The announcer’s voice drifted in and out of the static, dryly cataloguing the progress of the war in Europe. Stravinsky trusted only the BBC Overseas Service, but reception was sketchy at best. He listened intently. When the news turned to Russia, he got up with his box of pins and went to the map. Yet again, he was forced to push new pins deeper into the bleeding body of the motherland. The Germans had made new advances, conquering almost incredible stretches of territory. Cities, towns, villages, lakes and farmland were now behind German lines.

He moved the coloured ribbons into their new places, watched by Vera’s large and lustrous hazel eyes. His scowl deepened minute by minute. Then something that the announcer said caught his attention. He peered over his long nose at the map and stabbed a point with his finger.

‘Did you hear that?’

‘I heard the usual catalogue of disasters.’

‘No, no, Vera. They have been checked here, at Novgorod, near the lake. The announcer says their troops are exhausted.’ He turned to her, his spectacles flashing triumphantly. ‘They’ve gone too far, too fast. It’s the mistake Napoleon made before them. Now they are depleted, far from their supply lines, overwhelmed by the vastness of the country. Here they will sit to recover; and then the rains will come. And then the snow.’

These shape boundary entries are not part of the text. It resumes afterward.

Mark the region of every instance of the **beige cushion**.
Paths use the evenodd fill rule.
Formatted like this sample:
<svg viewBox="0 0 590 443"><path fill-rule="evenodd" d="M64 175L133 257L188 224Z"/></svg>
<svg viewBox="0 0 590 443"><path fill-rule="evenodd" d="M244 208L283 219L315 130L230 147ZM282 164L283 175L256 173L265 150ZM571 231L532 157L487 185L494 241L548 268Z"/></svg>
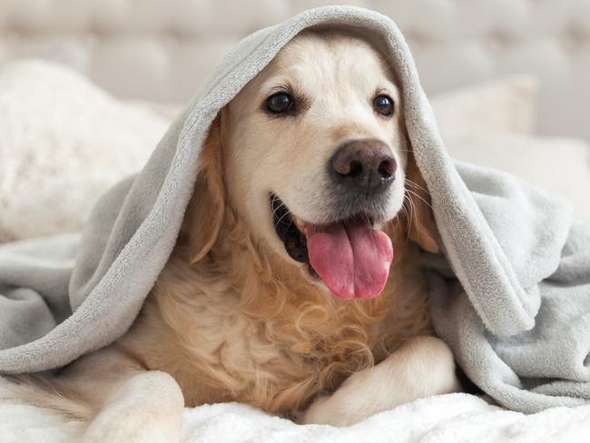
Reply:
<svg viewBox="0 0 590 443"><path fill-rule="evenodd" d="M532 134L539 84L532 75L514 75L465 86L430 98L445 136L467 132Z"/></svg>

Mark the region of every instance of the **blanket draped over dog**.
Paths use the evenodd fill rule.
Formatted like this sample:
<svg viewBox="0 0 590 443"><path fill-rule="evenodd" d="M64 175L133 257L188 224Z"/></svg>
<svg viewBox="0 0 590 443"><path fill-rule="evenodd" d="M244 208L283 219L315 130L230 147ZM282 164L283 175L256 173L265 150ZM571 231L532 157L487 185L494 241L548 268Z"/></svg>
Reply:
<svg viewBox="0 0 590 443"><path fill-rule="evenodd" d="M319 25L369 39L399 79L444 250L425 257L432 316L458 364L512 409L590 402L590 226L512 176L455 164L399 30L349 6L310 10L240 43L141 172L100 200L82 237L0 247L0 372L64 366L130 327L172 250L214 117L293 36Z"/></svg>

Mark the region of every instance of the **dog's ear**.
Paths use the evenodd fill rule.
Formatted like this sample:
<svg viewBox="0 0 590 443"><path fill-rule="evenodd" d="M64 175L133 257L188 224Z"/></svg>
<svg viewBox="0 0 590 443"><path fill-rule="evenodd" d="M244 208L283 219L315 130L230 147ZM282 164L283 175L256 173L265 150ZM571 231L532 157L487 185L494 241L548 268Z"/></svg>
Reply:
<svg viewBox="0 0 590 443"><path fill-rule="evenodd" d="M406 192L408 193L406 202L409 203L406 210L409 214L408 222L410 240L419 244L424 251L438 253L440 251L437 242L438 235L430 206L430 194L411 150L408 153ZM408 199L411 202L408 202Z"/></svg>
<svg viewBox="0 0 590 443"><path fill-rule="evenodd" d="M221 123L218 115L199 156L199 171L192 197L182 222L182 233L188 241L191 263L202 259L217 240L225 210L225 187L221 175Z"/></svg>

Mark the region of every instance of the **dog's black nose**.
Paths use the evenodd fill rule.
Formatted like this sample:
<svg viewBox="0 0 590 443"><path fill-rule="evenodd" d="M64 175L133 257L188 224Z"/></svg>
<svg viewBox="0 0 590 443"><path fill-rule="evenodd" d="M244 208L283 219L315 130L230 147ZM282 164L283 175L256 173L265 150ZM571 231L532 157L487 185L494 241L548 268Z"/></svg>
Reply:
<svg viewBox="0 0 590 443"><path fill-rule="evenodd" d="M355 140L336 151L329 161L332 176L350 190L376 192L394 181L396 160L388 146L378 140Z"/></svg>

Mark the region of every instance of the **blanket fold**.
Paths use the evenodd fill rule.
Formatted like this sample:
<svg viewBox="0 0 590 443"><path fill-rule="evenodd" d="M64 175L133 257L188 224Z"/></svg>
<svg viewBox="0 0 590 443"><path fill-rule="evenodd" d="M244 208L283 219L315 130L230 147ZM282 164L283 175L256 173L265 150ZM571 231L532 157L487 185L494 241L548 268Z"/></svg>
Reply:
<svg viewBox="0 0 590 443"><path fill-rule="evenodd" d="M427 260L432 317L458 364L519 411L590 401L590 226L572 222L569 204L556 196L453 162L401 33L388 17L352 6L306 11L242 40L144 168L100 200L81 238L0 246L0 373L58 368L124 333L172 250L211 122L313 26L370 40L400 82L444 251Z"/></svg>

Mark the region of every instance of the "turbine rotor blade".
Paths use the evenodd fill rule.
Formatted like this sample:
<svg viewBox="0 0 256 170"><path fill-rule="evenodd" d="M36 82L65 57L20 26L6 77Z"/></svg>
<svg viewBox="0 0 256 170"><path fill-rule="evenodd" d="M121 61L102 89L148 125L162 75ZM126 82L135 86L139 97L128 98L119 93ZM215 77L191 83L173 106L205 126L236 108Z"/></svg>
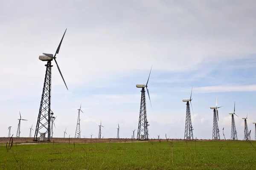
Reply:
<svg viewBox="0 0 256 170"><path fill-rule="evenodd" d="M189 101L191 101L192 99L191 99L191 97L192 96L192 91L193 90L193 87L192 87L192 88L191 89L191 94L190 94L190 98L189 99Z"/></svg>
<svg viewBox="0 0 256 170"><path fill-rule="evenodd" d="M194 115L194 110L193 110L193 107L192 107L192 103L191 103L191 101L190 100L190 105L191 105L191 108L192 109L192 112L193 112L193 116L195 116Z"/></svg>
<svg viewBox="0 0 256 170"><path fill-rule="evenodd" d="M61 74L61 77L62 77L62 79L63 80L63 81L64 82L64 83L65 83L65 85L66 85L66 87L67 88L67 90L68 90L68 88L67 88L67 85L66 84L66 82L65 82L65 80L64 80L64 78L63 78L63 76L62 76L62 74L61 74L61 71L60 68L59 67L58 65L58 63L57 63L57 61L56 61L56 59L55 59L55 58L54 59L54 61L55 61L55 62L56 63L56 65L57 65L57 67L58 67L58 70L59 72L60 72L60 74Z"/></svg>
<svg viewBox="0 0 256 170"><path fill-rule="evenodd" d="M43 54L45 55L47 57L49 57L52 58L52 59L54 58L53 57L53 54L47 54L47 53L43 53Z"/></svg>
<svg viewBox="0 0 256 170"><path fill-rule="evenodd" d="M150 72L149 72L149 75L148 76L148 81L147 81L147 84L146 84L146 87L148 86L148 80L149 79L149 77L150 76L150 74L151 74L151 70L152 70L152 66L153 65L151 65L151 69L150 69Z"/></svg>
<svg viewBox="0 0 256 170"><path fill-rule="evenodd" d="M150 96L149 96L149 92L148 91L148 87L146 86L146 89L147 89L147 92L148 93L148 98L149 98L149 102L150 102L150 105L152 108L152 105L151 104L151 100L150 100Z"/></svg>
<svg viewBox="0 0 256 170"><path fill-rule="evenodd" d="M65 35L65 34L66 34L66 31L67 31L67 28L66 28L66 30L65 30L65 32L64 32L63 36L62 36L62 38L61 38L61 42L60 42L59 45L58 47L58 48L57 48L57 50L56 51L56 52L55 53L55 55L54 55L54 57L55 57L55 56L56 56L56 54L58 54L59 51L60 51L60 48L61 48L61 43L62 42L62 40L63 40L63 38L64 38L64 36Z"/></svg>

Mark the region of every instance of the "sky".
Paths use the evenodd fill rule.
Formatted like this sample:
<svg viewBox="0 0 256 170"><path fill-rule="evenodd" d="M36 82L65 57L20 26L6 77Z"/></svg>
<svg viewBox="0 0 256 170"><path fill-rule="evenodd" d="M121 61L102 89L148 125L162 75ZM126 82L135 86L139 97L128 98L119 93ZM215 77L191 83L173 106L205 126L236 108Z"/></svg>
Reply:
<svg viewBox="0 0 256 170"><path fill-rule="evenodd" d="M186 103L193 87L194 137L212 139L219 109L221 139L230 139L235 117L238 139L247 115L254 139L256 122L256 3L254 0L8 1L0 6L0 136L8 128L28 137L36 125L46 62L67 28L52 62L53 137L74 137L81 103L81 136L131 138L138 129L141 92L146 96L149 138L184 139ZM34 135L32 131L32 136Z"/></svg>

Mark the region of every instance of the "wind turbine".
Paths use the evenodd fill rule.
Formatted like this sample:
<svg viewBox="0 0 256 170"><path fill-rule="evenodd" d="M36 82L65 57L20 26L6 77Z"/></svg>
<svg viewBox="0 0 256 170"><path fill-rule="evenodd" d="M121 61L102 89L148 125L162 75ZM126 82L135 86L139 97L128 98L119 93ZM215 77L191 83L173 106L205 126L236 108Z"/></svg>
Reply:
<svg viewBox="0 0 256 170"><path fill-rule="evenodd" d="M65 134L67 134L67 132L66 132L66 130L67 130L67 128L65 130L65 131L63 132L64 132L64 138L65 138Z"/></svg>
<svg viewBox="0 0 256 170"><path fill-rule="evenodd" d="M100 121L100 125L99 125L99 139L101 138L101 127L102 127L104 128L104 127L101 125L101 120Z"/></svg>
<svg viewBox="0 0 256 170"><path fill-rule="evenodd" d="M244 119L244 139L245 140L250 140L250 137L248 131L248 126L247 126L247 115L246 117L242 117L242 119Z"/></svg>
<svg viewBox="0 0 256 170"><path fill-rule="evenodd" d="M19 124L18 124L18 129L17 130L17 133L16 134L16 138L20 137L20 121L21 120L27 120L26 119L21 119L21 115L20 115L20 119L18 119L19 120Z"/></svg>
<svg viewBox="0 0 256 170"><path fill-rule="evenodd" d="M216 98L216 106L211 107L211 109L213 109L213 125L212 126L212 140L220 140L220 130L218 125L218 109L222 106L218 107L218 100ZM216 114L217 113L217 114ZM218 121L217 121L218 118Z"/></svg>
<svg viewBox="0 0 256 170"><path fill-rule="evenodd" d="M184 135L184 139L186 140L190 140L194 139L193 137L193 127L191 123L191 114L190 113L190 107L189 107L189 102L191 105L191 108L193 111L193 108L192 108L192 104L191 101L192 99L192 90L193 88L191 89L191 94L190 94L190 98L189 99L182 99L183 102L186 102L186 122L185 124L185 134ZM193 112L194 113L194 112Z"/></svg>
<svg viewBox="0 0 256 170"><path fill-rule="evenodd" d="M42 98L39 108L38 116L37 122L34 141L38 141L40 140L41 136L44 136L44 139L47 141L50 141L50 113L51 113L51 91L52 83L52 61L54 60L62 78L65 85L67 90L67 87L61 71L61 70L58 65L56 60L56 55L58 54L63 38L66 33L67 29L62 36L61 42L59 44L55 54L53 56L51 54L43 53L44 55L39 56L39 60L43 61L47 61L47 64L45 65L46 66L46 71L45 72L45 77L43 88L43 93ZM45 138L45 135L47 137Z"/></svg>
<svg viewBox="0 0 256 170"><path fill-rule="evenodd" d="M141 88L141 98L140 100L140 117L139 118L139 125L138 125L138 133L137 134L137 139L148 140L148 127L149 125L147 119L147 109L146 107L146 97L145 96L145 87L147 89L147 92L148 95L148 99L150 102L151 107L151 100L149 96L149 92L148 89L148 83L151 74L152 65L149 72L149 75L146 85L143 84L138 84L136 85L137 88Z"/></svg>
<svg viewBox="0 0 256 170"><path fill-rule="evenodd" d="M255 129L254 131L254 140L256 140L256 122L253 122L255 126Z"/></svg>
<svg viewBox="0 0 256 170"><path fill-rule="evenodd" d="M9 130L8 131L8 137L11 137L11 128L12 128L12 126L9 126L8 128Z"/></svg>
<svg viewBox="0 0 256 170"><path fill-rule="evenodd" d="M50 120L51 120L51 122L52 122L52 124L51 125L51 138L52 138L53 137L53 125L54 125L54 127L56 128L56 126L55 126L55 123L54 123L54 121L55 119L57 118L57 116L56 117L54 117L53 116L53 113L52 112L51 113L51 117Z"/></svg>
<svg viewBox="0 0 256 170"><path fill-rule="evenodd" d="M80 138L80 111L81 111L83 113L84 112L81 110L81 106L82 103L80 105L80 108L78 110L78 116L77 117L77 123L76 124L76 134L75 134L75 138Z"/></svg>
<svg viewBox="0 0 256 170"><path fill-rule="evenodd" d="M132 130L132 138L133 139L135 139L134 138L134 131L136 130L136 129L134 129L134 130Z"/></svg>
<svg viewBox="0 0 256 170"><path fill-rule="evenodd" d="M31 126L31 128L29 128L29 129L30 129L30 130L29 130L29 138L31 137L31 130L32 130L33 131L34 131L34 129L33 129L32 128L32 126L33 126L33 125L32 125L32 126Z"/></svg>
<svg viewBox="0 0 256 170"><path fill-rule="evenodd" d="M117 135L116 136L116 138L119 139L119 123L118 124L118 128L116 129L117 129Z"/></svg>
<svg viewBox="0 0 256 170"><path fill-rule="evenodd" d="M236 115L237 117L238 116L235 113L236 108L236 102L234 104L234 112L229 113L229 114L231 115L231 140L237 140L237 133L236 129L236 124L235 124L235 118L234 115Z"/></svg>

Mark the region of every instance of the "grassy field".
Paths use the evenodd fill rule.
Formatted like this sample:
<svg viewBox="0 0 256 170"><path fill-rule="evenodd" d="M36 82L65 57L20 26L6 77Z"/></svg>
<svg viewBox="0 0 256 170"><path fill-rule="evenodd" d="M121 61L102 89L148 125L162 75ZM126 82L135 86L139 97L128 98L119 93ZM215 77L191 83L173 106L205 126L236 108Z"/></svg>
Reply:
<svg viewBox="0 0 256 170"><path fill-rule="evenodd" d="M256 146L256 142L252 141ZM256 169L246 141L189 141L0 146L1 169ZM8 146L7 146L7 148ZM8 152L8 153L7 153Z"/></svg>

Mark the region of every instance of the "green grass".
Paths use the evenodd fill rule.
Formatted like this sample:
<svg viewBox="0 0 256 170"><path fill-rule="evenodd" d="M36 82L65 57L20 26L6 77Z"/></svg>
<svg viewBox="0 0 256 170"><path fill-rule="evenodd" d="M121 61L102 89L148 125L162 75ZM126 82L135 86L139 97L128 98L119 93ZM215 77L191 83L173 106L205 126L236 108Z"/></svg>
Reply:
<svg viewBox="0 0 256 170"><path fill-rule="evenodd" d="M253 145L256 142L252 142ZM0 168L36 170L256 169L246 141L150 142L0 146Z"/></svg>

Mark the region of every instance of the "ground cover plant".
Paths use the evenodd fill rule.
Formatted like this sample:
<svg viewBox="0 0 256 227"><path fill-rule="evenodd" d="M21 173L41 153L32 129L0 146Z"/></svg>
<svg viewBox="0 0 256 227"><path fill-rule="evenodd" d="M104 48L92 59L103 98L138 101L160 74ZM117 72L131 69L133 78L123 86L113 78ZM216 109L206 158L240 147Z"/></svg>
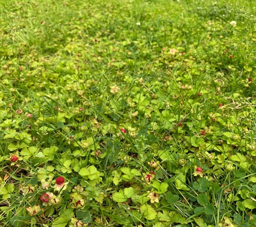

She was a beautiful, stately woman with a dancer’s fluidity of movement. She slipped down into the armchair he had vacated, crossing her ankles on the arm. She inspected him over her peep-toe wedges. ‘The snow is months away yet, Igor.’

‘But it will come.’ He laid down the box of pins and smacked his fist into the palm of the other hand. ‘By God, it will come. And then we will show these Nazis how Russians can fight.’

She smiled her soft, voluptuous smile. ‘We, Igor? Who is this we? For years you’ve been telling everyone you are French. Then you said America was your home. Now you are suddenly Russian again?’

‘I am French,’ he said, ‘and America is my home.’ He struck his chest. ‘But this is Russian.’

‘Your very nice Argyll sweater? As I recall, it came from Bloomingdales.’

‘My heart. My soul. Why do you mock me?’

‘Only because you have been abusing Russia for the past thirty years. You have been telling everyone it was bad to start with, and the Revolution has made it even worse.’

‘All that is true.’ He came back to her, and they lit the cigarettes which they tried to restrict to five a day. ‘But a man can have only one birthplace, one motherland. And the motherland is the most important circumstance in his life.’ He exhaled a cloud of smoke into the sunlight that streamed through the window. ‘The right to abuse Russia is mine, and mine alone, because Russia is mine and I love it. I give nobody else the right to abuse Russia. Especially not the Nazi swine.’

‘So you are Russian again.’

He gestured at the map, festooned with pins and lines. ‘While this is happening, I am fully Russian again.’ He puffed at his cigarette. ‘I am going to start on a new work.’

‘But, darling, you’ve just finished something very important. You need to rest.’

‘I’ve never felt fitter,’ he retorted. ‘I’m going to write a symphony to celebrate the defeat of Hitler.’

They had a late lunch with their hosts, the banker Arthur Sachs and his charming French wife Georgette, and then were joined by some visitors, including Robert and Mildred Bliss, for whom Stravinsky had written the Dumbarton Oaks Concerto, and Katharine Wolff. By common consent, seeing it was such a lovely afternoon, they drove down to the beach, and walked along the sand in two groups. Stravinsky strolled ahead with the Sachses and the Blisses, while Vera followed with Katharine at a distance.